Posicionamentos favoráveis
Na decisão, proferida em 16 de fevereiro deste ano, Sirlei Martins entendeu que a vedação do exercício da advocacia por magistrado aposentado em toda uma comarca é irrazoável e inconstitucional, uma vez que Goiânia, por exemplo, possui numerosa população e inúmeros juízos, além de configurar uma restrição de direitos, como ao exercício de profissão, sendo inadmissível, portanto, a interpretação extensiva da norma. Entendimento semelhante foi manifestado pelo juiz Ricardo Teixeira Lemos, da 7ª Vara Cível de Goiânia, em 11 de abril, na ação civil pública movida pelo Ministério Público de Goiás (MP-GO) contra G.F. e outros.

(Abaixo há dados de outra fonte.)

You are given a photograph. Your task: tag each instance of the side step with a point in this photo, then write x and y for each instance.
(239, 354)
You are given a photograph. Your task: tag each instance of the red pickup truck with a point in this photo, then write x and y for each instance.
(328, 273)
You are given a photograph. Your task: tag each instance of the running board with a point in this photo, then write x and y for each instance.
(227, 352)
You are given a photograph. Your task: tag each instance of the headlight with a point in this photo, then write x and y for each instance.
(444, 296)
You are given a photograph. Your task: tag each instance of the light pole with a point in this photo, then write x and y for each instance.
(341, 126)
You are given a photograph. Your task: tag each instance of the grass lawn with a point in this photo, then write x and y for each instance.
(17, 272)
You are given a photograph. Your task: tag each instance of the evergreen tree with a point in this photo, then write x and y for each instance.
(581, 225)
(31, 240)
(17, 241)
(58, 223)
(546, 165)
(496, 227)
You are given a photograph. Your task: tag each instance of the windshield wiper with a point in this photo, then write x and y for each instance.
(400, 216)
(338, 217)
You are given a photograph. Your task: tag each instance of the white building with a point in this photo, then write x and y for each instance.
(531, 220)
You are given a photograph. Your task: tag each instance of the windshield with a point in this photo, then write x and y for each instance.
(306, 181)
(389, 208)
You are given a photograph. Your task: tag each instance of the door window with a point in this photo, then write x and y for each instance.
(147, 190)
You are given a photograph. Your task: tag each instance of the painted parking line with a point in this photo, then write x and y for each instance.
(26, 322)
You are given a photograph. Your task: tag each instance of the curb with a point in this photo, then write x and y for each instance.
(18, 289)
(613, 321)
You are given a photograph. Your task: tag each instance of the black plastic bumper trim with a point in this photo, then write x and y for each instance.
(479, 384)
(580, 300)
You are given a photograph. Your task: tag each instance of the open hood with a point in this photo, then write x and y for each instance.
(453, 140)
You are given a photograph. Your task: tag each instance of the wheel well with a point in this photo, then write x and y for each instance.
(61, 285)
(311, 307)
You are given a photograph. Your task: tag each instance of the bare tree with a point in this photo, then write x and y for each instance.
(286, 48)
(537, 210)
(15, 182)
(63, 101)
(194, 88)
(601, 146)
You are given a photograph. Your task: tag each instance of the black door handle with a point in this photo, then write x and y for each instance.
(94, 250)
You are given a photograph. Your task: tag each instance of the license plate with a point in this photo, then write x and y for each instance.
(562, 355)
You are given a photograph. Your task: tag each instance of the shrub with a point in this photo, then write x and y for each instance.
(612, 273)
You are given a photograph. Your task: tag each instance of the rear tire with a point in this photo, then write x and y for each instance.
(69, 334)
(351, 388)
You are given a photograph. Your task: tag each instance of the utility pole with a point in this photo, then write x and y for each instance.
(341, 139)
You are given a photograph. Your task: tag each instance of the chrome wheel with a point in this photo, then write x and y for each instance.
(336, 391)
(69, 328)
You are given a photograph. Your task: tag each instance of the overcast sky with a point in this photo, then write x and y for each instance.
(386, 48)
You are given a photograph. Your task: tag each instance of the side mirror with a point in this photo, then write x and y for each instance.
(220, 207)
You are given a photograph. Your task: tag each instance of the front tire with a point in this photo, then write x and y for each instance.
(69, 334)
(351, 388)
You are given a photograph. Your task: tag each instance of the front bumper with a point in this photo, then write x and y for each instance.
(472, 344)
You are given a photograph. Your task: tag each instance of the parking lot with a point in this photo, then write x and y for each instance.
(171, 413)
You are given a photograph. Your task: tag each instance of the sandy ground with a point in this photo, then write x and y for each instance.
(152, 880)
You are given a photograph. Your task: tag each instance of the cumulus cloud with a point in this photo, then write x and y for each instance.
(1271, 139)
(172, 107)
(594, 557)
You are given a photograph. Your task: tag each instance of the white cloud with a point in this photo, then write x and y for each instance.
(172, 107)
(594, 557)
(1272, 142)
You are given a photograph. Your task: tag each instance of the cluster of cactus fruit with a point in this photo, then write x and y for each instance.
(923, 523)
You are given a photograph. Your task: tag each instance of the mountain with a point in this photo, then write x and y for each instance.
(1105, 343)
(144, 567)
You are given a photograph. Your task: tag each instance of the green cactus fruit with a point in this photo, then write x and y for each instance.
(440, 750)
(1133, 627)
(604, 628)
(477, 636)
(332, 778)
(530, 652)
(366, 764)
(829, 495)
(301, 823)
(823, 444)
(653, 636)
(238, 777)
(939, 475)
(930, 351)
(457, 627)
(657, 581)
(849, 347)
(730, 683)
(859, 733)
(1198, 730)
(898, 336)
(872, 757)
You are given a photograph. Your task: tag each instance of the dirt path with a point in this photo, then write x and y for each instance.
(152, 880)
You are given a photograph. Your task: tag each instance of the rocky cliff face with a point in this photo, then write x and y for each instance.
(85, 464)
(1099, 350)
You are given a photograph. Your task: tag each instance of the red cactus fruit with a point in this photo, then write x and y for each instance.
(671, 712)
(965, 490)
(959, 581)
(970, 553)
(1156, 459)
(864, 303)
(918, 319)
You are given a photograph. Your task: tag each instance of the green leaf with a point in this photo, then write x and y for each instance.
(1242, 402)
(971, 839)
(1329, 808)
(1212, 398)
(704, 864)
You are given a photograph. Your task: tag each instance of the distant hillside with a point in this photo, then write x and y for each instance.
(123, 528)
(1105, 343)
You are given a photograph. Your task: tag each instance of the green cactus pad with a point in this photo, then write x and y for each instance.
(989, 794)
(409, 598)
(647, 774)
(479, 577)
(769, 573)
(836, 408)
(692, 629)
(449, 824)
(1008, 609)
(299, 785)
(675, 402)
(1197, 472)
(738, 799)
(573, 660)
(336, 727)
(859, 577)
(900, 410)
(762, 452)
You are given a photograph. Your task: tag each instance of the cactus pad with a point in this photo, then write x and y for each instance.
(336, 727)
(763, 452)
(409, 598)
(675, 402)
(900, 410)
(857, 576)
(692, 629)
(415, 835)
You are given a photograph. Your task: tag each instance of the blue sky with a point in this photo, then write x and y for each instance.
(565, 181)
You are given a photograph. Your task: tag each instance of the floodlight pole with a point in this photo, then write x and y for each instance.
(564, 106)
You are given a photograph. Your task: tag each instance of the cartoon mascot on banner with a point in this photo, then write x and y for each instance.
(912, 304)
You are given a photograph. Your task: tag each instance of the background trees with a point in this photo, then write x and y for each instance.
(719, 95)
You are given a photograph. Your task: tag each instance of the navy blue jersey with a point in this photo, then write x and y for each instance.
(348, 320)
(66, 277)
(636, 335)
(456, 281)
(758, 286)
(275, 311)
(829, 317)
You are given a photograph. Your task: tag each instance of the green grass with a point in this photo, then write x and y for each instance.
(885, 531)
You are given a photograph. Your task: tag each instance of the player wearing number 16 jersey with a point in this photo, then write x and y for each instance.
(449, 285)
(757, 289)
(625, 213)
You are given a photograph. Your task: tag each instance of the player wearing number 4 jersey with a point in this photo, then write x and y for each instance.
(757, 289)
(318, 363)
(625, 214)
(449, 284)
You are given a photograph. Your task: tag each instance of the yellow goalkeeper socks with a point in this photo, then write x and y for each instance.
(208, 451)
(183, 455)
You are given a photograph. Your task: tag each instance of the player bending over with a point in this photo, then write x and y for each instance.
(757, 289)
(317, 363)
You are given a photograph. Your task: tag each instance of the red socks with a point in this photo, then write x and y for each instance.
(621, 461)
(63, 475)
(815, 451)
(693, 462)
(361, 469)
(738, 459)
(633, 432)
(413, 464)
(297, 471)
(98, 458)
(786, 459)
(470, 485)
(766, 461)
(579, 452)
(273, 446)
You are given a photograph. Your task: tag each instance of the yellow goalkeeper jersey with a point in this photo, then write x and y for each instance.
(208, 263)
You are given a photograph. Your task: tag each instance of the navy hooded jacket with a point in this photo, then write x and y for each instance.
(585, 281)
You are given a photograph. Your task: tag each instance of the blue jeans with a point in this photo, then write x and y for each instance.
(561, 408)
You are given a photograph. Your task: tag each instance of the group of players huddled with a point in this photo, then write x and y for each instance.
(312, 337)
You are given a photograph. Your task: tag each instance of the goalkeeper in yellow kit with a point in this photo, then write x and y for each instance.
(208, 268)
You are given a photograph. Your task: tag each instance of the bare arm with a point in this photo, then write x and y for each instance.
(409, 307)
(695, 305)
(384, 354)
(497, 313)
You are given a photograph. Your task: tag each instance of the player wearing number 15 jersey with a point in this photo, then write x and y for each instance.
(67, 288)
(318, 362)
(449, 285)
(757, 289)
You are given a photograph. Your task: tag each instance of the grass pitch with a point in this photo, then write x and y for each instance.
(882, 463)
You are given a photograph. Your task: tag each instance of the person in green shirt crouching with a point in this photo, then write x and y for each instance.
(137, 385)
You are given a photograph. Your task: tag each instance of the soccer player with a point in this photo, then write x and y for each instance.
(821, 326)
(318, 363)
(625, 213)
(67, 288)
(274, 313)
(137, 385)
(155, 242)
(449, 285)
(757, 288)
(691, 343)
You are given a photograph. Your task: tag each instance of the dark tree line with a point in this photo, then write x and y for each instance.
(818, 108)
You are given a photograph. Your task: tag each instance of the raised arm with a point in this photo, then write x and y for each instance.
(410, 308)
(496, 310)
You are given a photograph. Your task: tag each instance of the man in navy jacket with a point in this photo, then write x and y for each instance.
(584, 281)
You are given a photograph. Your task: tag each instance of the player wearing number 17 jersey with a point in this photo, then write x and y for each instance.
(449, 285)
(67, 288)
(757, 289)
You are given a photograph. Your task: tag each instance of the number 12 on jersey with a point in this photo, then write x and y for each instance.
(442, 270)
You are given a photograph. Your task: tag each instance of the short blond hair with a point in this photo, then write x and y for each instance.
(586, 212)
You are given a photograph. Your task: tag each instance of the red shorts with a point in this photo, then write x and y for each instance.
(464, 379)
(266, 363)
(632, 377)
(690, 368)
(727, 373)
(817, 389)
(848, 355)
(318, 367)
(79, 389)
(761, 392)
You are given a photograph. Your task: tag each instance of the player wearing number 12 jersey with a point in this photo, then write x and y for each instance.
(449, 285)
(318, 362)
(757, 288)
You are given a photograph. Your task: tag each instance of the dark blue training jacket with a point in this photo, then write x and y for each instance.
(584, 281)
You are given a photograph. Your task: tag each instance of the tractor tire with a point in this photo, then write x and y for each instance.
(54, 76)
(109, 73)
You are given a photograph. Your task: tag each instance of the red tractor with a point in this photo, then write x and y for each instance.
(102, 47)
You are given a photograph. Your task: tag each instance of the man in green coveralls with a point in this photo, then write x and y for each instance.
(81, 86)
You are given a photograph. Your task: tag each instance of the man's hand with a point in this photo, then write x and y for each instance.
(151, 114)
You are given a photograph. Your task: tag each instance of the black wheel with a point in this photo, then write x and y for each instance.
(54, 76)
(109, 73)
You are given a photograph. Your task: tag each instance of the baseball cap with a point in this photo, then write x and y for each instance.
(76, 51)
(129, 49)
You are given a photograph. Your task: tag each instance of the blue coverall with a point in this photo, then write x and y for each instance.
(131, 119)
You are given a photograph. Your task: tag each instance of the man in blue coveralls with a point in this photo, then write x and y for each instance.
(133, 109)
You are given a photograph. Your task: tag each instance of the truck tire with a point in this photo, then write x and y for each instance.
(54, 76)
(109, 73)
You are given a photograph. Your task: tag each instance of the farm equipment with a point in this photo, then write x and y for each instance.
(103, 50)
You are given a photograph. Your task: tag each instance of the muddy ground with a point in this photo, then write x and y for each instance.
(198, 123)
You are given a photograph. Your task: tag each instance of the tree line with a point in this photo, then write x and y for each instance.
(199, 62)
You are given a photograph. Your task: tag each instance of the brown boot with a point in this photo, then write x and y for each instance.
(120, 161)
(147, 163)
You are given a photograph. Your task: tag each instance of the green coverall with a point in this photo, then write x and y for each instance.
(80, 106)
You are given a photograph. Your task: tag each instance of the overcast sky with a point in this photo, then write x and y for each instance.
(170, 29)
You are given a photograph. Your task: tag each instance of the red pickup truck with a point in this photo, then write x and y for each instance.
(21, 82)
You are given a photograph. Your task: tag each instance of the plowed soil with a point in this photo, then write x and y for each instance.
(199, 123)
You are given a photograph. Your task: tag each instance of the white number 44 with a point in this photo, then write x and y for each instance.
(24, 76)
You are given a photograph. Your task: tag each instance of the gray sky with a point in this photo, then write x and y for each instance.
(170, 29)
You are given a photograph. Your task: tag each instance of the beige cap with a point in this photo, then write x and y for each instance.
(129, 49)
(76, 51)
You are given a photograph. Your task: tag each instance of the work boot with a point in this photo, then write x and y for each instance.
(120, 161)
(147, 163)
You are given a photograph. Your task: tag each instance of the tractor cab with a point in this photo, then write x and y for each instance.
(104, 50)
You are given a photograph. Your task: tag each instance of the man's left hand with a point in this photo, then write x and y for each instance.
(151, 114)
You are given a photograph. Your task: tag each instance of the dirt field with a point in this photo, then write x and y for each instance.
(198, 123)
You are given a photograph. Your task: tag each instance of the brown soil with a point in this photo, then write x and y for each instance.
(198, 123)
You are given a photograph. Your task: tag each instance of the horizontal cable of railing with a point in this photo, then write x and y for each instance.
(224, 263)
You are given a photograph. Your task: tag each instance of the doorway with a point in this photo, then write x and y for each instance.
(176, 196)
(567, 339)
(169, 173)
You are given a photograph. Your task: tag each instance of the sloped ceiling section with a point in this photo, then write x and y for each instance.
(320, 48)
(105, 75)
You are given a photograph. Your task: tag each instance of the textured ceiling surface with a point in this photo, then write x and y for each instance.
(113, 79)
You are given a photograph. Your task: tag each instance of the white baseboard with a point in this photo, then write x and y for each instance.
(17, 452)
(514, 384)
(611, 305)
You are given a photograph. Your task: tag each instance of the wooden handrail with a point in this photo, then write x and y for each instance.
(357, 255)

Citando vários dispositivos do CNJ, o requerente sustentou que por estar cumprindo a quarentena, já que se aposentou em 13 de agosto de 2010, Maria Luíza estaria impedida de advogar na comarca de Goiânia. No entanto, o magistrado enfatizou que além de ter natureza meramente administrativa, a decisão do CNJ deixa claro que o juiz é impedido de advogar na comarca de única vara ou na vara da comarca que tenha outras varas. “Na comarca de Goiânia que existem várias varas é óbvio que o magistrado pode advogar em todas, exceto naquela que presidiu, e também no Tribunal. O citado do CNJ é cristalino nesse sentido. É preciso lembrar ainda que a palavra final sobre o assunto é do Poder Judiciário, pois a decisão do referido órgão é somente administrativa, ou seja, jamais poderá sobrepor a judicial em razão do sistema de jurisdição púnica adotado no Brasil”, esclareceu.
Ementa
A ementa recebeu a seguinte redação: “Agravo de Instrumento. Ação de Interdição. Representação Processual. Magistrado Aposentado. Quarentena de Saída. Hermenêutica Constitucional. Embate Principiológico. Moralidade. Princípios Materiais Estruturantes e Fundantes. Estado Democrático de Direito. Valor Social do Trabalho. Dignidade. Lógica do Razoável. Norma Restritiva de Direito. Interpretação Extensiva. Vedação. 1 - A interpretação mais proporcional e razoável é dar ao termo “juízo” a significação de “Vara Judicial” e não de “Comarca”, em respeito a garantia do direito social ao trabalho (CF, arts. 5º, inciso XIII, e 6º), que integra o mínimo existencial imprescindível a uma vida humana digna, cujo desrespeito consubstancia-se em um verdadeiro retrocesso social, ofensivo aos princípios fundantes do Estado Democrático de Direito. 2 - A contrário sensu, não é proporcional ou razoável entender que uma magistrada que tenha exercido anos de judicatura - o que lhe confere a presunção de tratar-se de profissional de ilibada reputação e idoneidade moral - após sua aposentadoria seja objetivamente considerada ímproba, pois hábil a explorar seu prestígio e a influenciar sues antigos pares em toda a Comarca em que laborou. 3. Por outro lado, as normas processuais vigentes já regram as situações em que os magistrados devem declarar-se suspeitos ou impedidos para atuarem em determinado processo (CPC, arts 134/138), não sendo plausível, portanto, presumir parcialidade do magistrado julgador, pelo simples fato do causídico de uma das partes ser magistrado aposentado a menos de 3 (três) anos. 4 - A norma que institui restrição ao livre exercício da profissão, constitui exceção no ordenamento jurídico, que tem como regra geral a liberdade do exercício da profissão. E, conforme as regras de hermenêutica jurídica, não se pode dar interpretação ampliativa à norma restritiva. Agravo de instrumento conhecido, mas desprovido”. Agravo de instrumento nº 7101872.30.2011.8.09.000, de Goiânia.